Le Landemer ($14) is Griffin's French take on a tiki concoction. It's named after a famous beach-side hotel in Normandy, and is a tropical mix of Calvados, agrikol rum, star anise-infused Lillet, house-made orgeat, celery bitters, fresh pineapple juice and lime.
As for the food, owner/executive chef Luke Donato (Campagnolo) is plating approachable and contemporary bistro fare that's suitable for eating at the bar just as apps with drinks (there's also a raw bar), or for a full-fledged dinner.
He even offers the option of a carte blanche, trust-the-chef, large format dinner ($150/head) served family-style for two or more people.
Perfect for snacking at the bar are a bunch of hors d'oeuvres: pâté de grand-mère ($9), galantine de volaille ($12), champignons à la Grecque ($7), leeks vinaigrette ($7) and oeufs Pépin ($7). A bit of this and that, the flavours all work well together in combination with one another.

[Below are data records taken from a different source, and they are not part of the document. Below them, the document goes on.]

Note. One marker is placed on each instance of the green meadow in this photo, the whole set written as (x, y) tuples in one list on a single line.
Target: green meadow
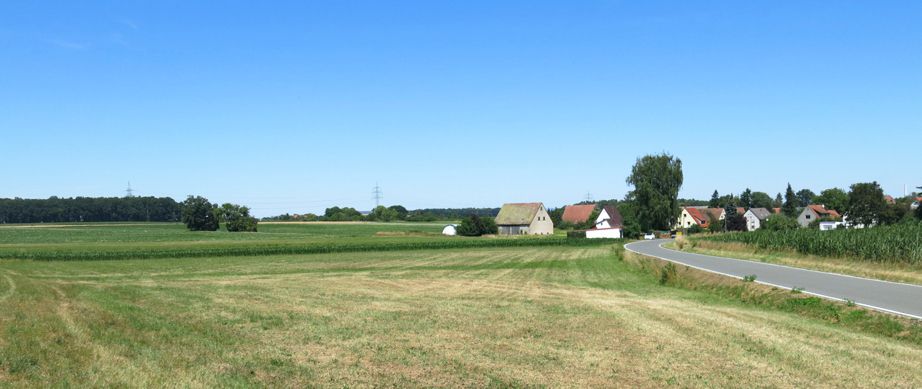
[(532, 314)]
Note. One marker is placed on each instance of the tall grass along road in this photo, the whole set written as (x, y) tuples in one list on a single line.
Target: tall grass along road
[(902, 299)]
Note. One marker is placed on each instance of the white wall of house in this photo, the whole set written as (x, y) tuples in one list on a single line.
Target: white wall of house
[(541, 224), (752, 221), (685, 220), (613, 233), (807, 216)]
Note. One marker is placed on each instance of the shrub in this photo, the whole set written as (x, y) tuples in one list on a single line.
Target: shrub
[(475, 226), (198, 214), (237, 218)]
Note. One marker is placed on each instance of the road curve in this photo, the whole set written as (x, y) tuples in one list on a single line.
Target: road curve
[(892, 297)]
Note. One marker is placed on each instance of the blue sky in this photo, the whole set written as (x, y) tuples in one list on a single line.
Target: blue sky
[(296, 106)]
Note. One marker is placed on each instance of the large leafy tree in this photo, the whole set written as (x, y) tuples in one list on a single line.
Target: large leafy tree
[(790, 202), (733, 221), (237, 218), (474, 225), (865, 203), (198, 214), (832, 198), (383, 214), (746, 198), (656, 180), (400, 210), (761, 200), (805, 197)]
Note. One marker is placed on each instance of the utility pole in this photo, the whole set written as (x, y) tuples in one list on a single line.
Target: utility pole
[(378, 195)]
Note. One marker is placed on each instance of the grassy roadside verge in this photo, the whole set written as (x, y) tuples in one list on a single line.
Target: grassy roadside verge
[(751, 293), (897, 272)]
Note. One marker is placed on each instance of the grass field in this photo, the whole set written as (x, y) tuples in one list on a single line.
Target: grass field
[(516, 316), (145, 241)]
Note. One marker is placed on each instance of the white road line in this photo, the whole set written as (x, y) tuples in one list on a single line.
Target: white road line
[(776, 285)]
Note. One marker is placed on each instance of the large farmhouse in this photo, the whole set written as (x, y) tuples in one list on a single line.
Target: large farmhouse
[(815, 212), (692, 216), (524, 219)]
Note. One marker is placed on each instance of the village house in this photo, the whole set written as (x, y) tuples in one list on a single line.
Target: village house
[(577, 214), (524, 219), (692, 216), (608, 224), (754, 218), (815, 212)]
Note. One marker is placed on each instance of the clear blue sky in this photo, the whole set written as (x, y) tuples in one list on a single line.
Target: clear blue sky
[(296, 106)]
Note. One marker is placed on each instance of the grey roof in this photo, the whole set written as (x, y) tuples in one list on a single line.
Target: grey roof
[(517, 214), (761, 213)]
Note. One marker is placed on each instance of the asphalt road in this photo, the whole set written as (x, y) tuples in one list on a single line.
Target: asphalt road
[(902, 299)]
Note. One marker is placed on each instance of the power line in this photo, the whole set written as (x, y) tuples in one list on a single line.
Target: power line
[(378, 195)]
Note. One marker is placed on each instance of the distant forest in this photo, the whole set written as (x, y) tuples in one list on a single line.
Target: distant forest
[(89, 209), (456, 213)]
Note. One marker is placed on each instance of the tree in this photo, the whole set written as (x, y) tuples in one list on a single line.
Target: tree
[(400, 210), (476, 226), (656, 180), (790, 202), (733, 221), (805, 197), (632, 229), (746, 198), (761, 200), (237, 218), (382, 214), (865, 203), (715, 200), (342, 214), (198, 214), (780, 223), (832, 198)]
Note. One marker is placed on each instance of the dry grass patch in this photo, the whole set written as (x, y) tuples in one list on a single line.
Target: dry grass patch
[(559, 316)]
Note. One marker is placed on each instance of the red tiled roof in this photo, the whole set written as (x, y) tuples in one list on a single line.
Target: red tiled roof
[(822, 211), (577, 213), (696, 214)]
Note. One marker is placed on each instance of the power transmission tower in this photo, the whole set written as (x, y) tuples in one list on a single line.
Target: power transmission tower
[(378, 195)]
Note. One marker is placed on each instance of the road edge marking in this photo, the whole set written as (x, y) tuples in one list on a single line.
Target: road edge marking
[(874, 307)]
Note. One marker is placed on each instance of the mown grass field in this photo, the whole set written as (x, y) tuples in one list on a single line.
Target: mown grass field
[(489, 316), (145, 241)]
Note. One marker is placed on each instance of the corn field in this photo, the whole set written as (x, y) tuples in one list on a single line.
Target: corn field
[(898, 244)]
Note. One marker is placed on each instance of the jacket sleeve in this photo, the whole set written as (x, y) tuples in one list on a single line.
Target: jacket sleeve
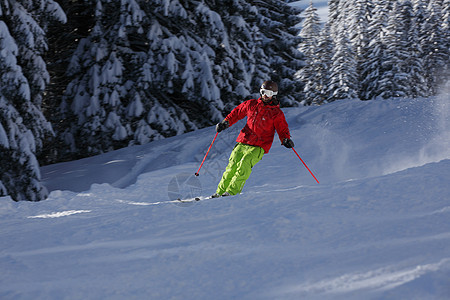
[(238, 113), (282, 127)]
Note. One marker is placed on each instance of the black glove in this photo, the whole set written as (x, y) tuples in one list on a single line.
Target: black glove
[(288, 143), (222, 125)]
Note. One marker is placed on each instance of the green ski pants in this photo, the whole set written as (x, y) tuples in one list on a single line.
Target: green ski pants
[(240, 165)]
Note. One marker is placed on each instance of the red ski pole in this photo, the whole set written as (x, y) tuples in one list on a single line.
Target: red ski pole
[(305, 165), (196, 174)]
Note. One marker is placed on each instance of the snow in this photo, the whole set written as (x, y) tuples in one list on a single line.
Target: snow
[(376, 227)]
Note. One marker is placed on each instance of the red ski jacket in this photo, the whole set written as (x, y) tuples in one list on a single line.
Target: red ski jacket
[(262, 121)]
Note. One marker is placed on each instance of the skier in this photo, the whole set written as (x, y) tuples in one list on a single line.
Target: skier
[(264, 116)]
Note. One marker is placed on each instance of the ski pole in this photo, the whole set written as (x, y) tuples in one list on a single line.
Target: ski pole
[(196, 174), (305, 165)]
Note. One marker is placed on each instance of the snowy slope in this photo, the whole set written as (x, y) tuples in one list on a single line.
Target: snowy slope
[(376, 227)]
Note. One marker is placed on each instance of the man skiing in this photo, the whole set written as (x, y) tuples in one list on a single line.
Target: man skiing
[(264, 116)]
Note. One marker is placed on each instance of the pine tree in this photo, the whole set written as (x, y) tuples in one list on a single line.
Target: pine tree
[(372, 67), (394, 79), (446, 35), (343, 78), (433, 45), (23, 127), (413, 63)]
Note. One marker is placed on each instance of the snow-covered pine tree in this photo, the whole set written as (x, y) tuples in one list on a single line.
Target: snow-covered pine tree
[(372, 67), (343, 82), (309, 75), (358, 23), (433, 45), (23, 128), (446, 33), (394, 80), (415, 74), (325, 50), (277, 22), (150, 69)]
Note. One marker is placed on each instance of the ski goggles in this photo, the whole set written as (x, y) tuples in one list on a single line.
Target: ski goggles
[(268, 93)]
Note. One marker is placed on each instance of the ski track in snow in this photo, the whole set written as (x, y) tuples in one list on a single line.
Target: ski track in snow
[(376, 227)]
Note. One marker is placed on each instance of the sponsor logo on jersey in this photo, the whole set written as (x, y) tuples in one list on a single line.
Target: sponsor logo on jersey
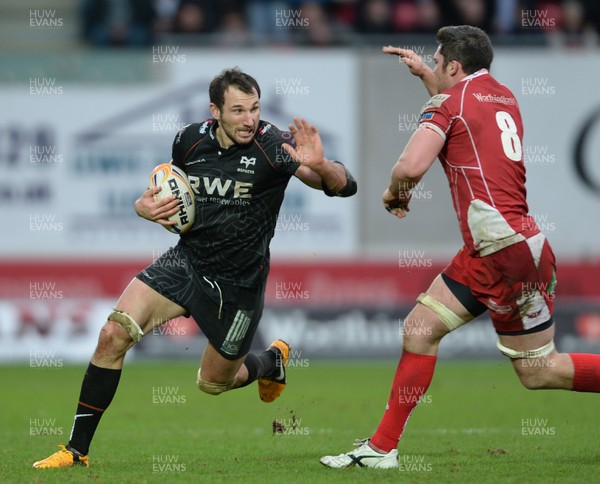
[(209, 186), (247, 162), (201, 160), (492, 98), (426, 116), (178, 137), (436, 101), (493, 306)]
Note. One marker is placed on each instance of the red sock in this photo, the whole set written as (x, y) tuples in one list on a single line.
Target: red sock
[(587, 372), (411, 381)]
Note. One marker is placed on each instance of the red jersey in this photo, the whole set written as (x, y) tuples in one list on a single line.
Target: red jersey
[(482, 156)]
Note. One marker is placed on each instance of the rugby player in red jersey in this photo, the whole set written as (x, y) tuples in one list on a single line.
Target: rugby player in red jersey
[(473, 125)]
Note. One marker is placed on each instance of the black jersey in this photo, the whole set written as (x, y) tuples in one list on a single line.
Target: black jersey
[(238, 192)]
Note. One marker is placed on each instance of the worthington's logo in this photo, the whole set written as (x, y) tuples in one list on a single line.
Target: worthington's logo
[(490, 98), (247, 161)]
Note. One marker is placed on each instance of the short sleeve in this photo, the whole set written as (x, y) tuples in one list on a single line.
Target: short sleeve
[(436, 114), (179, 149)]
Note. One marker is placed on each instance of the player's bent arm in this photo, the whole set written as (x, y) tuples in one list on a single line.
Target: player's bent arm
[(417, 67), (419, 154), (156, 211), (333, 178)]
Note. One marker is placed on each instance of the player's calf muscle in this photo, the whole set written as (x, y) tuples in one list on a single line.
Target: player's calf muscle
[(113, 343)]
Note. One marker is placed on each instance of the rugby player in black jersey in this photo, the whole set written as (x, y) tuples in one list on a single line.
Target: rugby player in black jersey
[(239, 167)]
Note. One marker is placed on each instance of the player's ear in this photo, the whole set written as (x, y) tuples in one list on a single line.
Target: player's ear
[(215, 111), (455, 67)]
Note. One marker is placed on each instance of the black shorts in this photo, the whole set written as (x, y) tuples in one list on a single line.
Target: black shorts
[(227, 315)]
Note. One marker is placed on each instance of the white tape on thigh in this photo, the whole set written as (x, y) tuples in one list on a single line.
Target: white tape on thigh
[(128, 323), (539, 353), (449, 318)]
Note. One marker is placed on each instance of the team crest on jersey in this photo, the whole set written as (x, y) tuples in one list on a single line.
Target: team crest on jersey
[(178, 137), (436, 101), (204, 127), (426, 116), (247, 162)]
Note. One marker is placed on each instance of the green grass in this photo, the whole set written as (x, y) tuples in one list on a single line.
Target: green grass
[(470, 428)]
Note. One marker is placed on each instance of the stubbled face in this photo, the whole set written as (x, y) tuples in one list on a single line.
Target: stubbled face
[(443, 75), (238, 117)]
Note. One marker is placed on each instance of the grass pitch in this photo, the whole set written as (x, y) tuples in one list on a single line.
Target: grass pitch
[(475, 424)]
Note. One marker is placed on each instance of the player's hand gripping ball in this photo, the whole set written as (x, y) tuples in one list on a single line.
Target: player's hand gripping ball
[(174, 181)]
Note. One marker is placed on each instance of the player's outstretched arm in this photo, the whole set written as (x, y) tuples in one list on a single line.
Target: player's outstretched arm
[(315, 169), (416, 65), (156, 211), (420, 152)]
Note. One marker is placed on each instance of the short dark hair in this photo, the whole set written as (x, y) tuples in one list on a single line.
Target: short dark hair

As a proper starter, we try the oeufs en meurette ($15), a classic from Burgundy. It's kind of like a classy (and super delicious) breakfast for dinner, with an egg poached in a red wine sauce, bacon, mushrooms and pearl onions on brioche.
Equally satisfying is the agnolotti ($16), with hen-of-the-woods mushrooms and garlicky snails in a spinach and watercress sauce.
No French bistro, new wave or not, is complete without steak frites ($24), and Bacchanal's 8 oz. flatiron version comes topped with a Café de Paris sauce.
Truite de Fjords ($29) pairs a crisp-skinned piece of Norwegian ocean trout in a sauce l'oseille (sorrel sauce) with refreshing steamed cucumbers.
Another classic, magret de canard ($31), is a real delight. The flavourful, perfectly cooked duck breast comes accompanied by a tasty trio of poached plums, sweet parsnips and a foie gras espuma.
Pastry chef Cori Murphy (Alo) is behind the desserts here (she also makes the bread in-house daily).
One option is the Paris-Brest ($15), a beautiful donut-shaped choux pastry sandwiching a divine hazelnut praline crémeux with just a touch of salt for contrast. The booze-soaked baba au rhum ($15) is another winner.
One final tip: be sure to check out the wallpaper; animation artist Ray Xu designed the Toronto-themed one in the main dining area while illustrator Elyse Saunders offers a NSFW interpretation of the restaurant's name in the bathrooms.